MORAL DILEMMAS OF MEDICALLY ASSISTED HUMAN REPRODUCTION
DR. OGBONNA HENRY Henanuk@yahoo.com 09151247639 2. ENOMAH SYLVESTER PhD Department Of Public Administration, Faculty Of Administration And Management, Dalta State University Of Science And Technology, Ozoro, Nigeria EMAIL: Sylvesterenomah@gmail.com 0802

Volume 5, Issue 1, March 2025

The rapid expansion of medically assisted reproductive technologies (ART) services as a viable solution to infertility has stimulated public interest in the need to address related moral issues inherent in the techniques. Assisted Reproductive Technology (ART) is practiced today through gamete donations and InVitro Fertilization as a result of developments in the field of medicine to combat infertility. While the development is welcomed, certain issues associated with its practice need to be examined from ethical perspective. In Western societies, new scientific knowledge has brought new techniques of assisting infertility dysfunctions, but these interventions require ethical assessment.
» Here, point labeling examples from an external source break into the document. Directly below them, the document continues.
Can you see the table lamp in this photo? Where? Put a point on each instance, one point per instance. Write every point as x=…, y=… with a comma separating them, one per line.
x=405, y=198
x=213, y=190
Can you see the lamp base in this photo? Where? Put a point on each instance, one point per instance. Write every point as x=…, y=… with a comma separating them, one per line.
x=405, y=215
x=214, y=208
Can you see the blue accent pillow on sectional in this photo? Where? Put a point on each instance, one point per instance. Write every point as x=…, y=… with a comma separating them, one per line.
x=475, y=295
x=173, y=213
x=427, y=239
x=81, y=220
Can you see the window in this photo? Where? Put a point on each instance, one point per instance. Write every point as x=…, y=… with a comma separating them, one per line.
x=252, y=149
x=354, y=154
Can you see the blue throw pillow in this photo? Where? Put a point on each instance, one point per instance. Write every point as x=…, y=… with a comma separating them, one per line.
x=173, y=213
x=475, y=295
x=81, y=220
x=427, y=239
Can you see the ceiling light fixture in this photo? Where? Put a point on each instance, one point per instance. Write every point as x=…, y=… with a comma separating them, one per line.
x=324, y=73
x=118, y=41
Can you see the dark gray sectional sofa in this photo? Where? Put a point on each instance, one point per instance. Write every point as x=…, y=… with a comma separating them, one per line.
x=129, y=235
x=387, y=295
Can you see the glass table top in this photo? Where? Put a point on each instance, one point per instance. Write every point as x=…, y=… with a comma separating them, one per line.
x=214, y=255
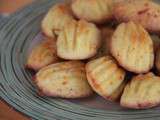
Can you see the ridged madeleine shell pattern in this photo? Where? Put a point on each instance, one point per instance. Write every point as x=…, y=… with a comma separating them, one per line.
x=17, y=88
x=105, y=76
x=42, y=55
x=78, y=40
x=97, y=11
x=132, y=47
x=55, y=19
x=142, y=92
x=64, y=79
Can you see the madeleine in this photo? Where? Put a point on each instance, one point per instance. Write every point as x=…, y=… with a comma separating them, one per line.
x=42, y=55
x=142, y=92
x=105, y=77
x=132, y=47
x=55, y=19
x=78, y=40
x=65, y=80
x=144, y=12
x=97, y=11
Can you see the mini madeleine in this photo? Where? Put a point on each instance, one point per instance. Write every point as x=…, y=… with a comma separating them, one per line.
x=144, y=12
x=97, y=11
x=65, y=80
x=55, y=19
x=78, y=40
x=105, y=77
x=142, y=92
x=132, y=47
x=42, y=55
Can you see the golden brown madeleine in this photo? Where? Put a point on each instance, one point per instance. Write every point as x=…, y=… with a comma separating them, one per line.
x=65, y=79
x=132, y=47
x=78, y=40
x=142, y=92
x=55, y=19
x=144, y=12
x=105, y=76
x=42, y=55
x=157, y=60
x=98, y=11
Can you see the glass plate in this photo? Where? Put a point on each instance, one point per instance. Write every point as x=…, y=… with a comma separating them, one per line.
x=18, y=35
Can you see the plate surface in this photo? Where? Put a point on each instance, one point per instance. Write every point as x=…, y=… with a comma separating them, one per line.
x=17, y=36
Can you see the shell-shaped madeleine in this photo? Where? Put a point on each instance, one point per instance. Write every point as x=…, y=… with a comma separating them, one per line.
x=65, y=79
x=98, y=11
x=55, y=19
x=144, y=12
x=132, y=47
x=105, y=76
x=142, y=92
x=78, y=40
x=42, y=55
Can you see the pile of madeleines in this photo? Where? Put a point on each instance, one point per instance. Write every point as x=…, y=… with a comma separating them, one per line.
x=91, y=46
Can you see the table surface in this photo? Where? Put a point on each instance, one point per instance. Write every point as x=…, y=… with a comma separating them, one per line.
x=6, y=111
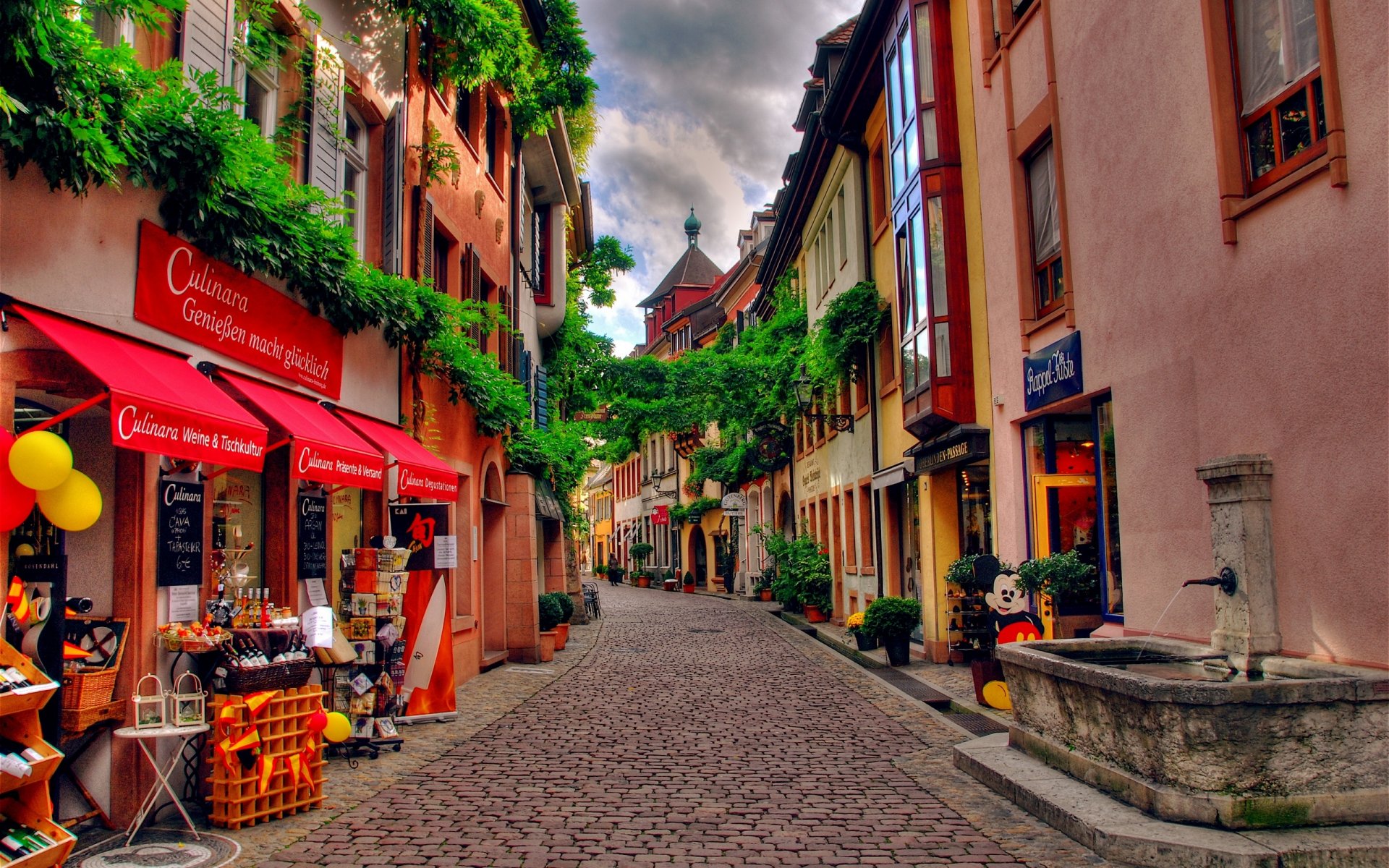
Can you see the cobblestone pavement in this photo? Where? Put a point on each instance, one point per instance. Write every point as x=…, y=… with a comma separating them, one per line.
x=694, y=731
Morally, the parental role is correctly understood as basically an altruistic endeavor—parents procreate and rear children so that these new lives can develop and flourish. This paper argues for an ethical standard that limits alternative reproductive techniques to those that remedy the infertility of a committed couple in average expectable conditions that can adequately support child care. To this end, the author argues that the unity of genetic, gestational, and rearing parents should remain intact. Collaborative reproduction risks the good of the child, the good of families, the good of donors, and the important norm that agents uphold personal moral responsibility for their reproductive actions.